New Haven Mayor Justin Elicker released his transition team’s report Tuesday outlining the city’s goals.

The report includes 10 areas of concentration ranging from education, public safety and climate change to housing, immigration and arts and culture. 

The document also projects a budget deficit as high as $50 million in fiscal year 2020-21 and highlights the need for new revenue sources.

One of the recommendations is to secure larger annual payments from Yale University to close the revenue gap left by the $6.6 billion worth of untaxed university properties. Elicker told reporters at City Hall that he’s consistently said that Yale should increase its annual voluntary payment from $11.5 million to $50 million.

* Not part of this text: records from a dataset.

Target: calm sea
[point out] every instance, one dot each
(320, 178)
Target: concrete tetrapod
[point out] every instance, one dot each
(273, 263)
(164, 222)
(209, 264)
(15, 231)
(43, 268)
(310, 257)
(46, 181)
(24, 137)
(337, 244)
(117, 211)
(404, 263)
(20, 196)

“I will be having very lively conversations with the university, because I think that the vast majority of New Haven residents feel like Yale can be doing much more to contribute to the city,” Elicker said. “Yale does a lot for the city, but Yale can be doing much more.”

Elicker said “it’s simply not Yale gives a check to the city for $50 million.” He said there are many ways that Yale can help the city. One example is “Yale helping us get more PILOT [payments in lieu of taxes] funding. The university, in addition to increasing its voluntary payment, can help collaborate with the city to get to $50 million in many different ways.”

Elicker said he feels that most of the suggestions in the report can be implemented, but he admits that some components will be challenging in the short term because of the city’s financial situation, which he called a crisis.

The 52-page document also offers an action plan with immediate, short-term and long-term goals and stresses the need for transparency.

State Rep. Robyn Porter, one of the co-chairs of the transition team, said the team stands ready to hold the mayor’s “feet to the fire to make sure that what the city is asking to be done gets done.”

Co-chair Sarah Miller said they made it their mission to seek the views of as many city residents as possible, and they based their recommendations on the feedback.

The team held two open public meetings, conducted a survey and collected emailed suggestions.